Police officers try to calm Hasidim during a confrontation at Utica Ave. and President St. during Crown Heights riots in August of 1991.
New York Daily News Archive / Getty Images
By Lily Rothman
August 19, 2015

The incident that set off the 1991 Crown Heights riots was easy to pinpoint: on Aug. 19, a car driven by a Hasidic Jew hit and killed a young black child. As a private ambulance took the driver away from the scene and emergency responders worked to free the victim and another child pinned under the car, the area’s black and Jewish residents–who had long been tense neighbors–erupted in anger. As TIME later noted, the result was the worst episode of racial violence in New York City city since 1968, after the death of Martin Luther King.

But as with any cataclysmic event, the underlying causes of the riots were far more complicated than a single moment.

As TIME’s story on the riots explained, the side-by-side life of the two communities in Crown Heights was already tense—and the fighting did little to diffuse the situation:

Behind the violence lay decades of uneasy coexistence between local blacks and members of the Lubavitcher sect, who established their world headquarters there in 1940. Lubavitcher Rabbi Yehuda Krinsky claims that ”Crown Heights is a model community of integration where whites and blacks live in peace together.” But blacks describe a different atmosphere. ”The Hasidim set up an apartheid situation in Crown Heights,” says Dr. Vernal Cave, a black dermatologist who has lived in the area for 36 years. Cave claims that the Lubavitchers have long received preferential treatment from police and city authorities. In particular, he says, the sect caused resentment in the past by pressuring Jewish shopkeepers in the neighborhood to close their doors on Saturday and by prevailing on police to block off the streets near their synagogues during the Sabbath. Said another local black man: ”You’ve got to be blind, deaf and dumb not to know about the problems here with the Hasidim.”

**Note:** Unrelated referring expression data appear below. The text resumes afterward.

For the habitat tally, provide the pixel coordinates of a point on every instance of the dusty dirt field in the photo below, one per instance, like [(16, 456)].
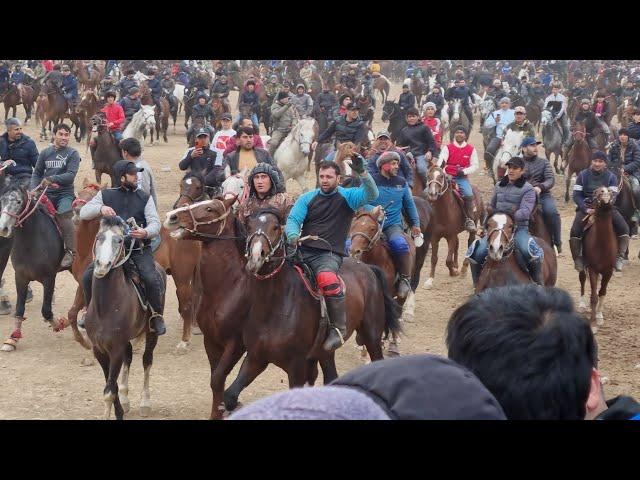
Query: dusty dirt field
[(44, 378)]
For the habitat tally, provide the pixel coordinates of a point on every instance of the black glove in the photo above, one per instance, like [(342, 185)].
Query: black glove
[(357, 164)]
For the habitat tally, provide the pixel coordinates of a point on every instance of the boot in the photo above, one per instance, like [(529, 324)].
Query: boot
[(469, 224), (576, 252), (535, 271), (68, 237), (337, 322), (403, 267), (623, 244)]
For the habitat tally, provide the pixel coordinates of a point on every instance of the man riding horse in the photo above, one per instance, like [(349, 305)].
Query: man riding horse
[(326, 212), (126, 200), (514, 196), (56, 169), (587, 182), (460, 159)]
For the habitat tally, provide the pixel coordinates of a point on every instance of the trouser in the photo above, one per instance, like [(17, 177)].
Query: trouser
[(143, 259), (620, 227), (523, 240), (551, 217), (277, 136)]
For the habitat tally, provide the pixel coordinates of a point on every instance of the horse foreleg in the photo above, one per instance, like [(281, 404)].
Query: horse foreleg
[(251, 367), (434, 261), (147, 361)]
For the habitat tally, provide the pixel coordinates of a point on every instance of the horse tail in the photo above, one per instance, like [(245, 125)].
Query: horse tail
[(392, 309)]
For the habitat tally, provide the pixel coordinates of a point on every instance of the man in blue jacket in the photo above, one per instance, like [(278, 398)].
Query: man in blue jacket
[(326, 212)]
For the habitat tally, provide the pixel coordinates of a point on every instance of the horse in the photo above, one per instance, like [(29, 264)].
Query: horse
[(392, 113), (36, 254), (292, 156), (599, 245), (143, 121), (448, 220), (458, 117), (510, 148), (501, 266), (285, 325), (382, 85), (11, 100), (115, 317), (552, 139), (106, 152), (162, 120), (181, 259), (578, 158)]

One thing is clear: there is little common ground between the two groups. Nor have leaders from either side reached out to the other in an effort to defuse the situation. Instead they have engaged in a bitter public debate in which heated rhetoric far outweighs the language of reason and compromise. While blacks like Cave speak of apartheid, Lubavitcher leaders evoke visions of pogroms and Kristallnacht.